Comment by femto
2 days ago
> glass isn’t known for its ability to bend
Not quite true. Glass optical fibre is reasonably flexible. More so than many coaxial cables. Just don't go below its minimum bend radius, as it is brittle and will snap.
Glass insulated power cables might work, provided the glass layer is thin enough and its band radius isn't exceeded. One can imagine a cable insulated with many thin layers/strips of glass, which have some movement relative to each other. Multiple layers of insulation is normal practise with plastic insulation, as the failure mode is typically pinholes in the insulation and multiple layers reduced the probability of pin holes going all the way through.
Biggest problem might be a conductor with decent diameter will put a lot of stress on the interior and exterior of a bend. Some ides:
* A multi-standed conductor with each individual conductor insulated. Maybe have high voltage in the interior stands and have a radial voltage gradient (to zero) across the outer strands so no one thin layer of glass is taking the full electric field?
* Could a conductor be insulated with a woven/stranded insulating layer? One can imagine many layers of extremely fine glass fibre finished off with an enclosing layer of something else to keep everything in place. Sort of like a glass insulated coaxial cable.
An insulator made of multiple materials will have the breakdown voltage of the weakest material. So, glass fibers in some sort of resin will break down at the resin's voltage, not the glass's.

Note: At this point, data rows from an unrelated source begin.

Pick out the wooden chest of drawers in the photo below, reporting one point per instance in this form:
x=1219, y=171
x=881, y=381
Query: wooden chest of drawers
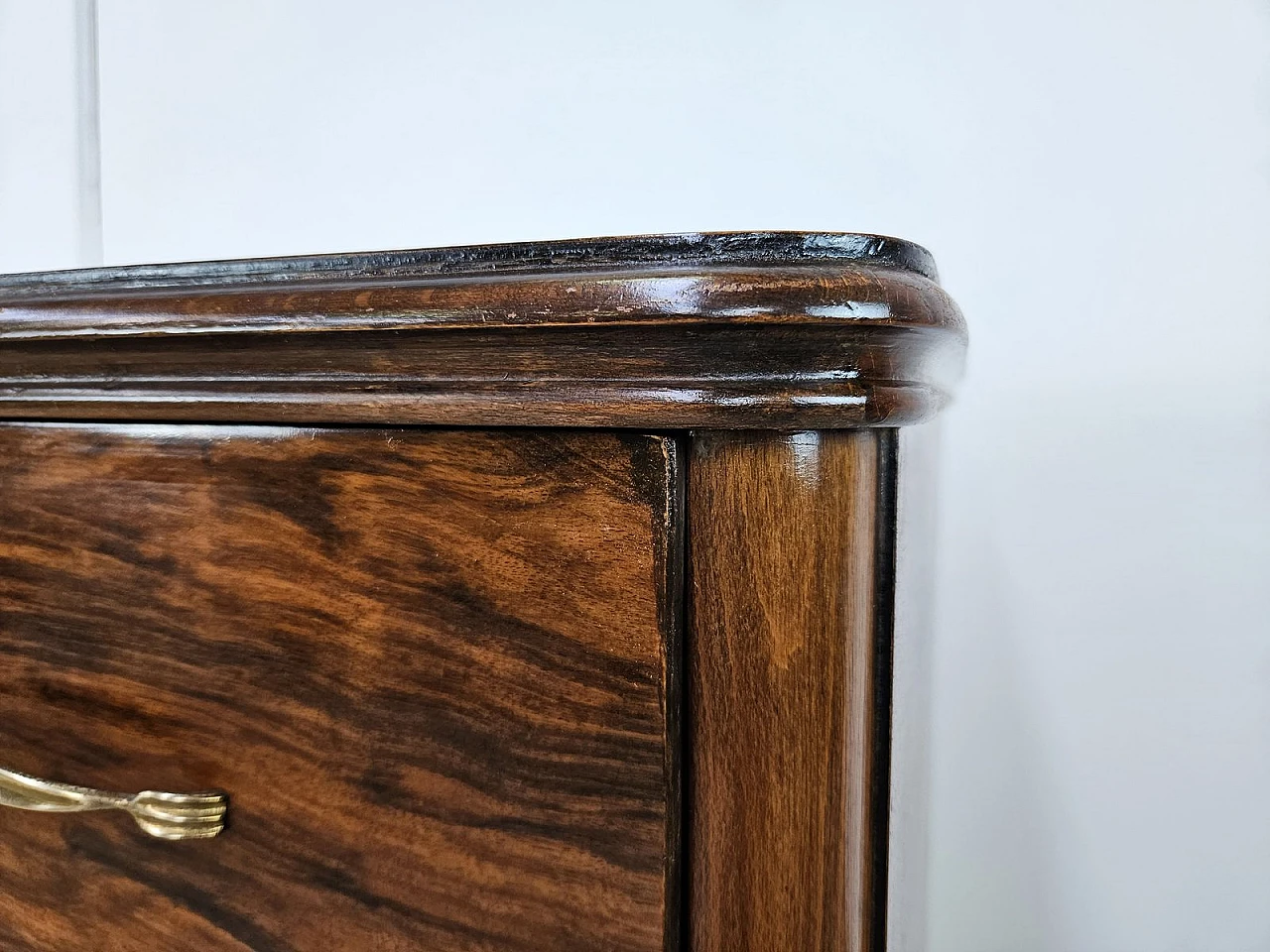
x=529, y=597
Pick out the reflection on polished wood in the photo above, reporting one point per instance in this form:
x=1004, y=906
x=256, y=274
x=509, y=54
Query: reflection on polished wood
x=429, y=666
x=729, y=331
x=788, y=692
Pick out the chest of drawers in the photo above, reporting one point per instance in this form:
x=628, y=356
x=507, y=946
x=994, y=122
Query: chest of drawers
x=524, y=597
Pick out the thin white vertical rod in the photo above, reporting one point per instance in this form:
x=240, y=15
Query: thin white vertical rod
x=87, y=134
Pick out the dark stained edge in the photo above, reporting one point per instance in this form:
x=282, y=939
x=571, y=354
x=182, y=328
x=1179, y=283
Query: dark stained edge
x=740, y=248
x=774, y=330
x=884, y=666
x=676, y=758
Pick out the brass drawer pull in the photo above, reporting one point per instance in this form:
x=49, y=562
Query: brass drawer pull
x=164, y=815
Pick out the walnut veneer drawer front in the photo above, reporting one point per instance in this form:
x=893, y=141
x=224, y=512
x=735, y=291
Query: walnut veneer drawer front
x=502, y=598
x=429, y=666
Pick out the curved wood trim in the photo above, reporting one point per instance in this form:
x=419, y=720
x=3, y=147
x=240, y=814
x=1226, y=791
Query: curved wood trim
x=722, y=331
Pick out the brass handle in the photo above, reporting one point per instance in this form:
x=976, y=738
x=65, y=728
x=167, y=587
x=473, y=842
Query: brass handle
x=164, y=815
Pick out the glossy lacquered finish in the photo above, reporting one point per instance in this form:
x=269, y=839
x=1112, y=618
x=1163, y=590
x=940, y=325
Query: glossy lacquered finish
x=435, y=670
x=751, y=330
x=432, y=644
x=789, y=689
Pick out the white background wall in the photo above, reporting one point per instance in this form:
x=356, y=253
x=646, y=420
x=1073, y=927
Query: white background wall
x=1093, y=178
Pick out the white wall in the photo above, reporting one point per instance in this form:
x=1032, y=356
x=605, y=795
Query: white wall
x=1093, y=178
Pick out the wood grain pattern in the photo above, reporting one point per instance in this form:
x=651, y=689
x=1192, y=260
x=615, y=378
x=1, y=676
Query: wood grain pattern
x=788, y=660
x=726, y=331
x=436, y=671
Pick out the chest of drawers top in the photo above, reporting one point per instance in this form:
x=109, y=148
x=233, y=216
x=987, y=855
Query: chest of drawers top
x=779, y=330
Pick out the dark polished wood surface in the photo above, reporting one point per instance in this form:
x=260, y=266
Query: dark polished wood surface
x=436, y=671
x=788, y=690
x=728, y=331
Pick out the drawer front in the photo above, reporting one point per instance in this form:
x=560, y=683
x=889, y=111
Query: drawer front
x=435, y=670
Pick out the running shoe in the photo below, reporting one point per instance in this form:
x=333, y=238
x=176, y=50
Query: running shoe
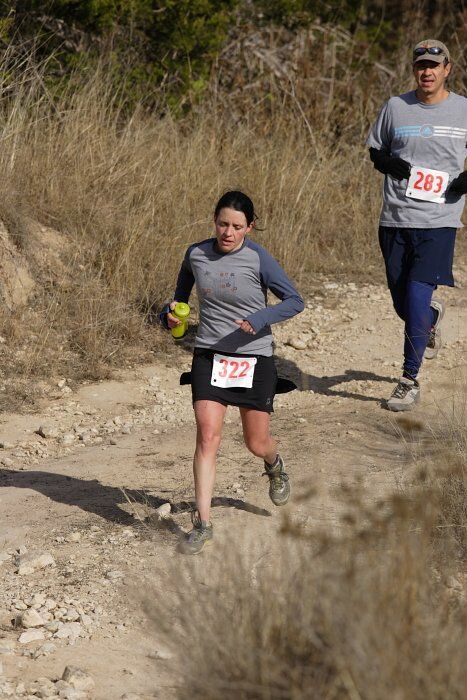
x=405, y=395
x=279, y=486
x=200, y=536
x=434, y=340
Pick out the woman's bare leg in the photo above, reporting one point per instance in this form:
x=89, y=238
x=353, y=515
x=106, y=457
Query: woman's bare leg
x=209, y=421
x=259, y=440
x=256, y=433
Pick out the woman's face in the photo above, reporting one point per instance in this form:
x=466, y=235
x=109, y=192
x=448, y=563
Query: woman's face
x=231, y=229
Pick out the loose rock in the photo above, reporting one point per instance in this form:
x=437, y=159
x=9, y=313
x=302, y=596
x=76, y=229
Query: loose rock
x=79, y=679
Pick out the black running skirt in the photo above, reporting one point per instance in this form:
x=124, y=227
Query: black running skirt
x=260, y=396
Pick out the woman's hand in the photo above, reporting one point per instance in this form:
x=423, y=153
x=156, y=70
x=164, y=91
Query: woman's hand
x=172, y=321
x=245, y=326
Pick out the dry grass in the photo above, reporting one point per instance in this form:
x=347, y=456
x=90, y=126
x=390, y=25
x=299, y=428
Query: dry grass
x=375, y=613
x=128, y=192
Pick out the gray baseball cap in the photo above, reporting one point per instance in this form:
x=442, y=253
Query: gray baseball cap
x=430, y=50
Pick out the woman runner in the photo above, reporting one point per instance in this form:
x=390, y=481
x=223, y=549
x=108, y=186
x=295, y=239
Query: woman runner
x=232, y=360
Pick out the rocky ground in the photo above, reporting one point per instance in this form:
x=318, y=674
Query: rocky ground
x=96, y=487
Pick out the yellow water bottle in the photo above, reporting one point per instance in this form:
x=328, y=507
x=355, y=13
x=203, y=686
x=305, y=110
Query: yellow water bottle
x=181, y=311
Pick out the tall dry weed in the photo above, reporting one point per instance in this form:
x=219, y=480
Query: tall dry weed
x=375, y=613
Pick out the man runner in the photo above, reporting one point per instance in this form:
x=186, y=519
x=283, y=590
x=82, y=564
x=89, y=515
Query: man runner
x=419, y=142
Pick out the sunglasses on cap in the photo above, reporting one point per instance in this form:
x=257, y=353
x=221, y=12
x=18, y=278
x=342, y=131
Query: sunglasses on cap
x=433, y=50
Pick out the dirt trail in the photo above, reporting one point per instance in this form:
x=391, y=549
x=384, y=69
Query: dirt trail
x=62, y=493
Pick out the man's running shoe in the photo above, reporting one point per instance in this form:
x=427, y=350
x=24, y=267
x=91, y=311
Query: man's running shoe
x=434, y=340
x=279, y=487
x=405, y=395
x=200, y=536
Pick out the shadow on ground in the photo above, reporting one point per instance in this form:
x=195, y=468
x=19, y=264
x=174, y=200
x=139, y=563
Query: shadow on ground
x=324, y=385
x=104, y=500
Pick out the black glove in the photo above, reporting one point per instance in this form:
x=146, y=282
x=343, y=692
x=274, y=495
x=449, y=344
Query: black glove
x=390, y=165
x=459, y=184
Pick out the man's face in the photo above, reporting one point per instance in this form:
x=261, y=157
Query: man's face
x=430, y=76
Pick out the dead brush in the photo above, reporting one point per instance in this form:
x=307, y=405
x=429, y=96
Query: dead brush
x=374, y=613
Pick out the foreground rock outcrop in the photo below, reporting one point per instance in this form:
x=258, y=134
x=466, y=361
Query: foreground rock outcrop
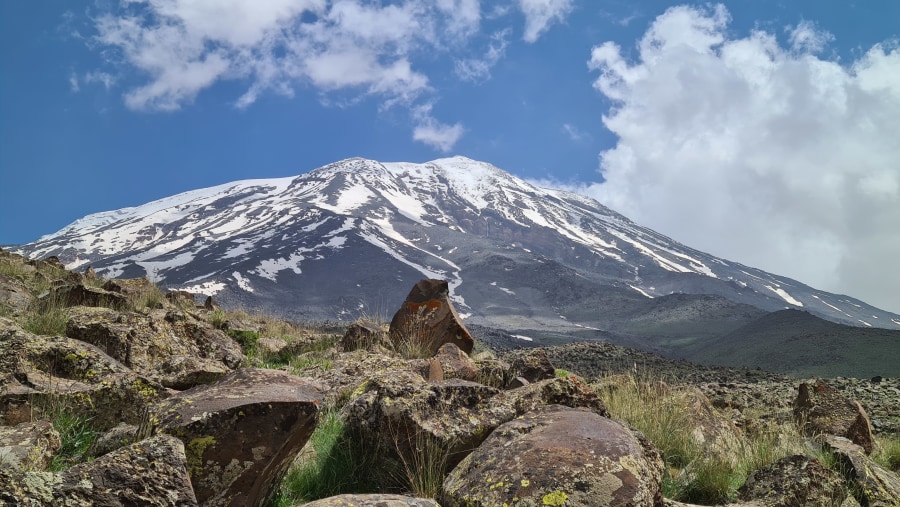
x=240, y=432
x=557, y=456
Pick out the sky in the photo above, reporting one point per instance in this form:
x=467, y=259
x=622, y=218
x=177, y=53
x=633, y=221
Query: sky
x=766, y=132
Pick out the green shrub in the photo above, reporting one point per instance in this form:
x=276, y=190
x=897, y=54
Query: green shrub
x=76, y=435
x=336, y=464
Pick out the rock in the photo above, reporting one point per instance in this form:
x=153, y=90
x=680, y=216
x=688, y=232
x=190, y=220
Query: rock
x=822, y=410
x=80, y=295
x=240, y=433
x=454, y=363
x=395, y=409
x=794, y=481
x=121, y=435
x=28, y=446
x=874, y=486
x=558, y=456
x=428, y=316
x=151, y=472
x=40, y=374
x=363, y=334
x=372, y=501
x=177, y=350
x=534, y=366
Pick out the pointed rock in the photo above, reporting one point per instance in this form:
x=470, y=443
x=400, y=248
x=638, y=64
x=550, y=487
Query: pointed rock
x=428, y=317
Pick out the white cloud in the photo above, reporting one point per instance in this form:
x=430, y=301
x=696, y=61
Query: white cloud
x=574, y=133
x=540, y=14
x=759, y=153
x=365, y=47
x=433, y=133
x=479, y=69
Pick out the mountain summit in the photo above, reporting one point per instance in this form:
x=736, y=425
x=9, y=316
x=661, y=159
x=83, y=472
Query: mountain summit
x=348, y=238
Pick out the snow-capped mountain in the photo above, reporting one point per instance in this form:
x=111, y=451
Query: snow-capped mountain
x=352, y=237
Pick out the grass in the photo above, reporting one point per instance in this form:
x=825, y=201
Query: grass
x=691, y=474
x=76, y=435
x=887, y=453
x=334, y=464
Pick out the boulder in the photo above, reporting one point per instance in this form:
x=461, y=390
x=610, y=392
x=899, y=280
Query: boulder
x=428, y=316
x=794, y=481
x=172, y=348
x=41, y=374
x=152, y=472
x=873, y=485
x=363, y=334
x=117, y=437
x=557, y=455
x=822, y=410
x=81, y=295
x=241, y=433
x=454, y=363
x=533, y=366
x=374, y=500
x=28, y=446
x=398, y=410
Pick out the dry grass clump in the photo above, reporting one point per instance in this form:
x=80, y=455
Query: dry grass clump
x=693, y=475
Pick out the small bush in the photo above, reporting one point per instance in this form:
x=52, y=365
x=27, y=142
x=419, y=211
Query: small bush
x=76, y=435
x=335, y=465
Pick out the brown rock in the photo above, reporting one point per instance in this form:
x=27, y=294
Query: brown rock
x=364, y=335
x=822, y=410
x=80, y=295
x=534, y=366
x=241, y=433
x=874, y=486
x=428, y=316
x=152, y=472
x=374, y=500
x=558, y=456
x=455, y=363
x=28, y=446
x=794, y=481
x=42, y=372
x=177, y=350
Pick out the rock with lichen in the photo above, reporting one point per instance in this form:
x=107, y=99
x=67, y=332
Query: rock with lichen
x=240, y=433
x=794, y=480
x=558, y=456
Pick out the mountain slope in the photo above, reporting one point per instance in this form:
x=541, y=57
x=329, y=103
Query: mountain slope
x=352, y=237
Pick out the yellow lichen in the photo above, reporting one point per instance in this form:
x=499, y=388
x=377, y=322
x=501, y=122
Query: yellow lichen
x=555, y=499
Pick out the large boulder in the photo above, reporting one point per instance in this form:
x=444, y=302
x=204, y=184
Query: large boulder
x=428, y=317
x=373, y=500
x=794, y=481
x=43, y=374
x=558, y=456
x=241, y=433
x=873, y=485
x=822, y=410
x=152, y=472
x=170, y=347
x=28, y=446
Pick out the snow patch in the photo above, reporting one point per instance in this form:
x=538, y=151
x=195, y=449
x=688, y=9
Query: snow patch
x=784, y=295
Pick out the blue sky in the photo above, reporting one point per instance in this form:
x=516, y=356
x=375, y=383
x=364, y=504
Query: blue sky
x=762, y=131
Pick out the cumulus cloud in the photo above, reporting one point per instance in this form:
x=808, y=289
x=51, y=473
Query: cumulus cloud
x=432, y=132
x=541, y=14
x=479, y=69
x=757, y=150
x=366, y=47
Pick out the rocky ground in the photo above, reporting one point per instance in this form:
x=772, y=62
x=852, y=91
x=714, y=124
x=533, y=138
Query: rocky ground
x=114, y=393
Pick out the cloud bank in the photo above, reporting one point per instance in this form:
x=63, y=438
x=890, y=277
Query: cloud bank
x=757, y=150
x=361, y=48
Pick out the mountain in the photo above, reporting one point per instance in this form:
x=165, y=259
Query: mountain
x=350, y=238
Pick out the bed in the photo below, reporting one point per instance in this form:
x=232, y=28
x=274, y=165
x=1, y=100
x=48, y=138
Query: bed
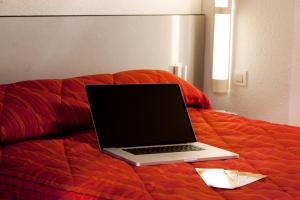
x=49, y=149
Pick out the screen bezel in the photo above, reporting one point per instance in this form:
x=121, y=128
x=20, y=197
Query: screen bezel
x=90, y=88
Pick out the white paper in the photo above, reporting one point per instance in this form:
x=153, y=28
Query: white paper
x=227, y=179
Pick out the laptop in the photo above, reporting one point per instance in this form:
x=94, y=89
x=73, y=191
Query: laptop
x=147, y=124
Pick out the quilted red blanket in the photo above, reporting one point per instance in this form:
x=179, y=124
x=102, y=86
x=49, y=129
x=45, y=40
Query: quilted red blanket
x=49, y=149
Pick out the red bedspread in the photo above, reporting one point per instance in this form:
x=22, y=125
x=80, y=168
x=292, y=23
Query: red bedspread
x=68, y=165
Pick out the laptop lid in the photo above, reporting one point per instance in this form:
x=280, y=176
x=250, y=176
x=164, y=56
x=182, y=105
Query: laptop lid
x=139, y=115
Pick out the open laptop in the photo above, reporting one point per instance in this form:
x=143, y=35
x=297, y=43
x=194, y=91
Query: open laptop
x=147, y=124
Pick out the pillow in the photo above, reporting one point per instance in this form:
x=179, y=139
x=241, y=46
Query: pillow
x=32, y=109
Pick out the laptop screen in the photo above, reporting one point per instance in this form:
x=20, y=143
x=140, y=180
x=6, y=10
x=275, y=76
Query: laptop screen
x=139, y=115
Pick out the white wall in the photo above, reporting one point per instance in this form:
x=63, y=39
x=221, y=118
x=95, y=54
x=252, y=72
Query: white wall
x=58, y=47
x=98, y=7
x=108, y=36
x=294, y=116
x=263, y=46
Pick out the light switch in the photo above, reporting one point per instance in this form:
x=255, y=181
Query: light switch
x=241, y=78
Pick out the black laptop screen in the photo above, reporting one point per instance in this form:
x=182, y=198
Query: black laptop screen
x=139, y=115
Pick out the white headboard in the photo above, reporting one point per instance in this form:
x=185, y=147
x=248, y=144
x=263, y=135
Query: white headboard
x=65, y=46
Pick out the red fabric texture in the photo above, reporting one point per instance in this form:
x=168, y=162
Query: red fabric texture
x=32, y=109
x=69, y=165
x=72, y=167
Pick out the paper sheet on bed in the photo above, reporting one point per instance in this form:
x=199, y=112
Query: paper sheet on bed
x=227, y=179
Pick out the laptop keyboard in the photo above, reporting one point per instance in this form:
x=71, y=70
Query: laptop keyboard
x=163, y=149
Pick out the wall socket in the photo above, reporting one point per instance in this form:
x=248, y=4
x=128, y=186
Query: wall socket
x=180, y=70
x=241, y=79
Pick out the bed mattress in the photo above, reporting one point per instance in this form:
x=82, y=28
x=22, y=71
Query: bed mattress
x=56, y=155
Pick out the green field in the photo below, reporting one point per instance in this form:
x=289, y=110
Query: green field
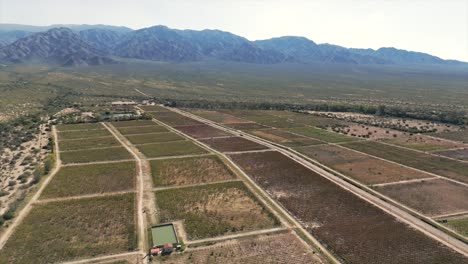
x=88, y=143
x=459, y=225
x=183, y=171
x=321, y=134
x=84, y=134
x=91, y=179
x=154, y=138
x=73, y=229
x=214, y=210
x=93, y=155
x=141, y=130
x=175, y=148
x=446, y=167
x=90, y=126
x=133, y=123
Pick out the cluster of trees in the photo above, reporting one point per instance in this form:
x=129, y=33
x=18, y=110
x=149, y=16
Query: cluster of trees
x=450, y=117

I’m no engineer, but this is a glass tube, not a glass sheet. I thing the amount of bending it does without breaking will be very small.
fiber optic strands are glass tubes and they bend.
Fiber optic strands are glass rods (solid interior) instead of tubes (hollow cylinder). The two shapes have different strength properties per unit mass [1, 2].
[1] https://physics.stackexchange.com/questions/12913/hollow-tub...
[2] https://www.mtbiker.sk/forum/download/file.php?id=207637
2 replies →
Pretty much every solid material gets vastly more bendable when it's very thin.
(From vague memory, stiffness is proportional to the cube of the thickness.)